Horriwil

Flachdächer sind unerwünscht, deshalb gibts eine Attika mit Pultdach

Blick auf das Dorfzentrum, für das nun ein Gestaltungsplan für den Baubereich an der Grabackerstrasse vorliegt.

Blick auf das Dorfzentrum, für das nun ein Gestaltungsplan für den Baubereich an der Grabackerstrasse vorliegt.

Horriwil hat ortsbauliche Richtlinien als Grundlage für Gestaltunsgpläne ausgearbeitet. Fast wäre der erste dieser vorgelegten Pläne gescheitert. Jetzt gibts eine Speziallösung.

Ende gut – alles gut. Mindestens im Moment scheint es, als ob im Horriwiler Dorfzentrum schon bald gebaut werden könnte. Nach zähem Ringen mit allen Beteiligten (siehe auch Update) ist ein Gestaltungsplan erarbeitet worden, der es erlaubt, den Bereich der Grabackerstrasse mit einem Einfamilien- und drei Mehrfamilienhäusern zu bebauen. Der Gestaltungsplan soll der Bevölkerung in einer Informationsveranstaltung vorgestellt werden. Danach folgt die öffentliche Auflage.

Noch Anfang Februar fand sich im Gemeinderat keine Mehrheit für den Gestaltungsplan, wie in den Protokollen vom 13. Januar und vom 3. Februar nachzulesen ist. Wieso? Die Nachfrage bei Gemeindepräsident Franz Schreier ergibt, dass nur ein einziger Punkt umstritten war. «Eine Mehrheit des Gemeinderates konnte sich nicht mit den vorgeschlagenen Flachdächern anfreunden.»

Leitlinien erlauben Attika

Nachdem der Gemeinderat im Jahr 2014 eine Planungszone über das Dorfzentrum verhängte wurden «ortsbaulichen Leitlinien» erarbeitet, die Ende Juni 2015 im Gemeinderat genehmigt wurden. Festgelegt wurde dabei auch, dass bei konkreten Bauvorhaben grundeigentümerverbindliche Gestaltungspläne auf der Grundlage dieser Leitlinien erarbeitet werden müssen.

Der Gestaltungsplan, um den es nun konkret geht, wurde für den sogenannten Baubereich B erarbeitet. Dieser ist an der Grabackerstrasse gelegen und soll – so steht es in den Leitlinien – mit zweigeschossigen Wohnbauten plus Attika oder Dachgeschoss in hindernisfreier Bauweise bebaut werden.

Ein zweigeschossiger Bau mit Attika ist ein Bau mit einem Erdgeschoss, einem Obergeschoss und einem Attikageschoss mit Flachdach. Sowohl architektonisch als auch umgangssprachlich ist die Bezeichnung Attika mit einem Flachdach verknüpft. Das bestätigt auf Anfrage auch Regula Reber (Juristin Bau- und Justizdepartement Solothurn): «Der Gesetzgeber im Kanton Solothurn versteht unter einer Attika ein Obergeschoss mit Rücksprung von der Fassade und einem Flachdach.»
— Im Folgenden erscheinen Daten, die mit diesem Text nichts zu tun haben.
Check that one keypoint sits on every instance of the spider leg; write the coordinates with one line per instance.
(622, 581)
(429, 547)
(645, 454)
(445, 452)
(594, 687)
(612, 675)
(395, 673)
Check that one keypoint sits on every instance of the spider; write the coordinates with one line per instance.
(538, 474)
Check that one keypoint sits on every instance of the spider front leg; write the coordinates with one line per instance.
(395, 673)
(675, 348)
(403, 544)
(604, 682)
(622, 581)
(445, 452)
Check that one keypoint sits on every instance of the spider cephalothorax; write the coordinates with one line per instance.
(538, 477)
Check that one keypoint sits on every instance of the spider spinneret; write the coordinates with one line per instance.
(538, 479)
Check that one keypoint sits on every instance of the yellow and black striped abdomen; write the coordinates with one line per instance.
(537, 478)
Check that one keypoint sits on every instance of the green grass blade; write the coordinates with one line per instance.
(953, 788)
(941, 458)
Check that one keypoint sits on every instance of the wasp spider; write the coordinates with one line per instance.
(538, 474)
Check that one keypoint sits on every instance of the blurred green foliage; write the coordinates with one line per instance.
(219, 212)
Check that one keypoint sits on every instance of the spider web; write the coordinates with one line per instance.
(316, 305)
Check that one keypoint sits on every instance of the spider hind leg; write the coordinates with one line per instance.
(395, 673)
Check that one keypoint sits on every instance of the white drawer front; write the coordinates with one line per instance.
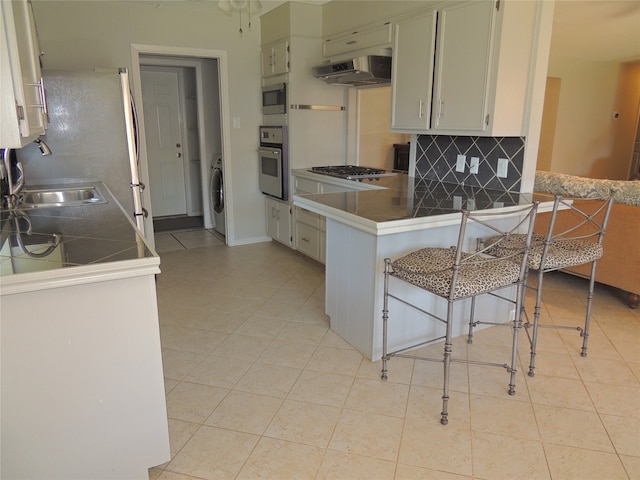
(307, 186)
(308, 218)
(308, 240)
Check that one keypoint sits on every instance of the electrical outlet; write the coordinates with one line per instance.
(502, 167)
(473, 167)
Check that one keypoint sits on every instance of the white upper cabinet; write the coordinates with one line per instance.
(358, 39)
(412, 72)
(458, 71)
(462, 66)
(23, 114)
(275, 58)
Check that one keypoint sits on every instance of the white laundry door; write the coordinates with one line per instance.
(164, 141)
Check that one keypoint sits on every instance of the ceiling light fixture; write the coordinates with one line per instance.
(247, 6)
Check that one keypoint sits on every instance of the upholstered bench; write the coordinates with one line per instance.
(620, 265)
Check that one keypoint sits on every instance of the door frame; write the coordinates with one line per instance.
(182, 56)
(184, 148)
(165, 64)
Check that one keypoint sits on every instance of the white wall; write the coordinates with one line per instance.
(585, 127)
(87, 34)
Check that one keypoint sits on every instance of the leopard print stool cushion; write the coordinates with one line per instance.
(430, 269)
(561, 254)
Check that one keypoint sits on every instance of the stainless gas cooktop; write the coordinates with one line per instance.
(352, 172)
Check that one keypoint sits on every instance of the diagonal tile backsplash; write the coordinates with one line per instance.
(436, 157)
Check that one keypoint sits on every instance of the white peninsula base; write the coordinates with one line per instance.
(354, 288)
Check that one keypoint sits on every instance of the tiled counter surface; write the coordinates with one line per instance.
(77, 329)
(96, 242)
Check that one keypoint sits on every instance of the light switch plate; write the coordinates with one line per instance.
(475, 162)
(502, 167)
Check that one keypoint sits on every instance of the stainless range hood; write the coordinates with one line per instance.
(363, 71)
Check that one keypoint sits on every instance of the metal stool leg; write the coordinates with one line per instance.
(448, 348)
(536, 319)
(472, 323)
(517, 325)
(385, 317)
(587, 321)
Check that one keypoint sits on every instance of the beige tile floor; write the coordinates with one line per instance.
(258, 386)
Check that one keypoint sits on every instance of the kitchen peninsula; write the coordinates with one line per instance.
(366, 226)
(82, 382)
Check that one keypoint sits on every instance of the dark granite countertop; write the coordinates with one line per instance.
(405, 198)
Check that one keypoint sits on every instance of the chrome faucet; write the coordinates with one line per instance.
(13, 186)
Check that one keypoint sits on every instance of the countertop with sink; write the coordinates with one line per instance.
(82, 240)
(79, 340)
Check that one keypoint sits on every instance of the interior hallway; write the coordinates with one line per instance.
(258, 386)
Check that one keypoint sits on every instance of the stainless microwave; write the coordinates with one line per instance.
(273, 157)
(274, 99)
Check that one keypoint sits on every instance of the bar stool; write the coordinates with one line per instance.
(453, 274)
(578, 244)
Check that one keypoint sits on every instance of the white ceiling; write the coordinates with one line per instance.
(598, 30)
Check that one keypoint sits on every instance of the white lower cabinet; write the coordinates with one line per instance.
(310, 228)
(279, 220)
(310, 239)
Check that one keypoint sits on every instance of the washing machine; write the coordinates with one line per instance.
(216, 190)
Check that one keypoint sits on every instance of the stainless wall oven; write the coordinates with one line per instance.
(273, 160)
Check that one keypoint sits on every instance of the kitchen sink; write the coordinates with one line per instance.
(60, 197)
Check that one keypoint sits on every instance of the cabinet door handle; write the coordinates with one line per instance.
(43, 101)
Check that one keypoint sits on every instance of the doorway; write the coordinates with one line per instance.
(177, 171)
(168, 153)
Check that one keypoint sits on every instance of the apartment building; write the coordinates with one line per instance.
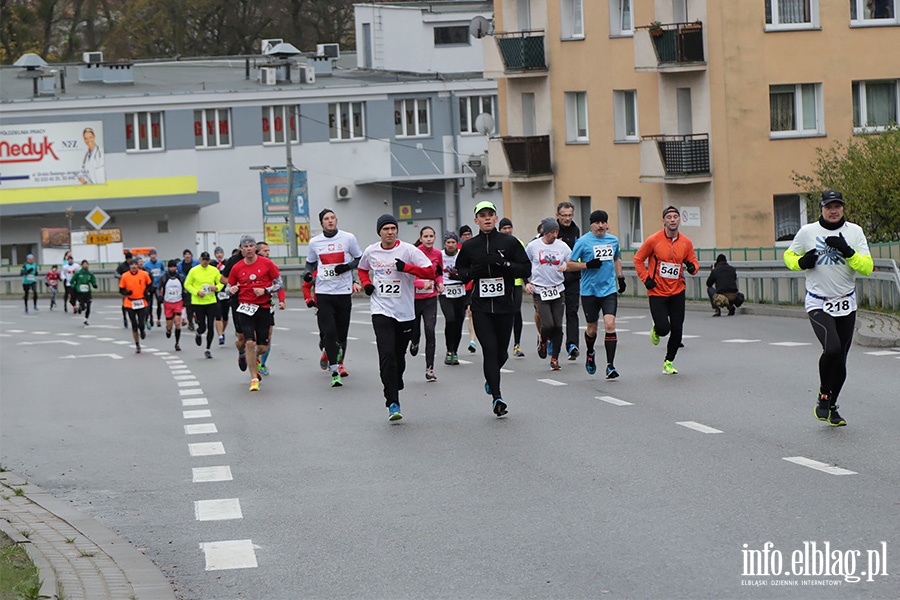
(708, 106)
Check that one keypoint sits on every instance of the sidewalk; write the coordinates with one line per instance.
(78, 558)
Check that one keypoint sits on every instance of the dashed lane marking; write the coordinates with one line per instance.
(819, 466)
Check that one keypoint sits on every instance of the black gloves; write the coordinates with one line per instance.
(808, 260)
(840, 244)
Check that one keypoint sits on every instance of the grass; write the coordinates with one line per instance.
(19, 578)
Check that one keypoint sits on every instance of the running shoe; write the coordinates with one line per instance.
(611, 372)
(500, 408)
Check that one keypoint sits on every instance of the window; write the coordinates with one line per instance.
(143, 132)
(625, 115)
(470, 108)
(212, 128)
(791, 14)
(874, 105)
(621, 20)
(572, 16)
(789, 210)
(346, 121)
(630, 230)
(795, 110)
(449, 36)
(412, 117)
(873, 11)
(273, 124)
(576, 117)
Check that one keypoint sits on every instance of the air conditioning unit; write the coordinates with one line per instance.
(342, 192)
(307, 74)
(329, 50)
(266, 45)
(268, 75)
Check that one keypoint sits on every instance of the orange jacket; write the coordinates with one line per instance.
(658, 258)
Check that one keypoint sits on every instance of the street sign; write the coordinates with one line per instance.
(97, 217)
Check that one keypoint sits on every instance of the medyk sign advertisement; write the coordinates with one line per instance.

Der Gestaltungsplan lehnt sich eng an die ortsbaulichen Richtlinien an und wurde in ständiger Absprache mit dem Amt für Raumplanung erarbeitet. Vorgesehen war in der ersten Fassung ein Einfamilienhaus mit Flachdach und drei Mehrfamilienhäuser mit Attikageschoss. An diesen Dächern aber schieden sich im Gemeinderat die Geister. Der Widerstand war so gross, dass einer der Gemeinderäte sich gar dazu gezwungen sah, eine persönliche Erklärung abzugeben, und darauf bestand, dass diese im Protokoll wiedergegeben wird.

Bauen kann man trotzdem

Die Planungszone in Horriwil ist nach wie vor in Kraft. Einzig die Beschwerden dagegen sind sistiert. «Eine Planungszone soll sicherstellen, dass keine baulichen Veränderungen getroffen werden dürfen, die der laufenden Planung widersprechen», erklärt Regula Reber. Eine Planungszone sei aber keine Bauverbotszone. Die Planungshoheit liegt grundsätzlich bei den Gemeinden. Der Kanton genehmigt zwar die Planung, überprüft diese jedoch mit Zurückhaltung. «Der Gemeinderat kann aber das Bauen nicht verhindern, wenn ein Baugesuch den Vorgaben entspricht.»

Mithilfe von Regula Reber wurde in der Zwischenzeit ein Kompromiss ausgearbeitet. Der Gestaltungsplan, der vorgelegt worden war, wurde praktisch unverändert übernommen. Die Flachdächer allerdings – die sind verschwunden.